XII disposizione transitoria e finale della Costituzione italiana, (Riorganizzazione del disciolto partito fascista): Ai fini della XII disposizione transitoria e finale (comma primo) della Costituzione, si ha riorganizzazione del disciolto partito fascista quando una associazione o un movimento persegue finalità antidemocratiche proprie del partito fascista, esaltando, minacciando o usando la violenza quale metodo di lotta politico o propugnando la soppressione delle libertà garantite dalla Costituzione o denigrando la democrazia, le sue istituzioni e i valori della Resistenza o svolgendo propaganda razzista, ovvero rivolge la sua attività alla esaltazione  di esponenti, principi, fatti e metodi propri del predetto partito o compie manifestazioni esteriori di carattere Fascista. È un po’ la prova che non abbiamo digerito niente e voltiamo volontariamente la testa dall’altra parte. 

Liliana Segre ha impiegato tutta la sua vita per uscire allo scoperto e raccontare la sua ferita aperta. Per tutta la narrazione si segue un fil rouge in cui la protagonista metabolizza la sua scelta di non guardare gli orrori e voltare lo sguardo. Passano decenni per la sua crisi interiore fino a che non realizza che è giusto raccontare, che lei è sopravvissuta per raccontare (titolo del capitolo 15 legato idealmente al discorso “il compito di ricordare” pronunciato il 5 giugno 2018 in sede di dibattito al Senato sul voto sulla fiducia al primo governo conte). 

Il libro da lei scritto è un pugno nello stomaco del tutto attuale e le sue riflessioni taglienti sulla relazione tra cittadini comuni, opportunismo ed indifferenza, ricordano le parole di Hanna Arendt in cui la banalizzazione del male serpeggia e continua a serpeggiare contestualizzando schemi ed utilizzando nuovi e più insidiosi mezzi di propaganda. «Ero troppo piccola per rendermi conto di quanto la gente fosse connivente con il fascismo anche durante la sua fase più crudele e disumana (…)». Sessant’anni dopo scoprì come i suoi nonni fossero stati arrestati dai tedeschi grazie ad un delatore italiano che li vendette per 5mila lire. 

In conclusione questo libro, sebbene parli dell’Olocausto vissuto da una bambina figlia dell’alta borghesia milanese e non di partigiani eroici o gappisti intraprendenti, ci dà un bagaglio di esperienze che devono servire da strumenti per preservare le libertà e i diritti acquisiti durante il Novecento.

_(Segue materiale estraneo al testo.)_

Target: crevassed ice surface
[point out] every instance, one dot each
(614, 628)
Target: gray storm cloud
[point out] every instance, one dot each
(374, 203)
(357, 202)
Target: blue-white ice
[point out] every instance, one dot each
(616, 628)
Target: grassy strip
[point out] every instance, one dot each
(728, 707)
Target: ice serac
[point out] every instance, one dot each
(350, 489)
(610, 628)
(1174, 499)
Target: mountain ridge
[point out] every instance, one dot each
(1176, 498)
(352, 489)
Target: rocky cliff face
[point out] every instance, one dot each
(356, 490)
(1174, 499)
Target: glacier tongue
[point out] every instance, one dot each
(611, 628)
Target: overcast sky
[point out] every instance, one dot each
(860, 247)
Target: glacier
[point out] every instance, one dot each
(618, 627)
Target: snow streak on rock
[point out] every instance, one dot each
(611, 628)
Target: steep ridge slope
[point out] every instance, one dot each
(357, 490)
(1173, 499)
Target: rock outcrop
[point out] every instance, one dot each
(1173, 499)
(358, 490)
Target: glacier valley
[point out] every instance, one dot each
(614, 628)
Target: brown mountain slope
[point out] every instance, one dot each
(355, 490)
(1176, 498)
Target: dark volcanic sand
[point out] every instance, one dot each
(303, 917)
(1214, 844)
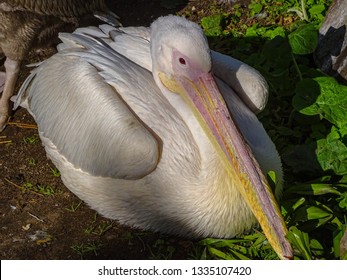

Ma ci dice anche che la guerra ai fascismi non è finita. A questo proposito concludiamo con una citazione di Umberto Eco che, nel suo libro Ur-fascism (Il Fascismo Eterno, in Italia edito da La nave di Teseo), analizza le dinamiche dell’approccio fascista e ne definisce i contorni asserendo che non esiste il fascismo, ma i fascismi – così come non esiste la mafia, ma le mafie: «Mussolini non aveva nessuna filosofia: aveva solo una retorica, fu il fascismo italiano a convincere molti leader liberali europei a un’alternativa moderatamente rivoluzionaria alla minaccia comunista (…) la parola “fascismo” divenne una sineddoche, una pars pro toto per movimenti totalitari diversi (…) Il fascismo era un totalitarismo fuzzy, un alveare di contraddizioni (…) nacque proclamando il suo nuovo ordine rivoluzionario ma era finanziato dai proprietari terrieri più conservatori». Vi ricorda niente?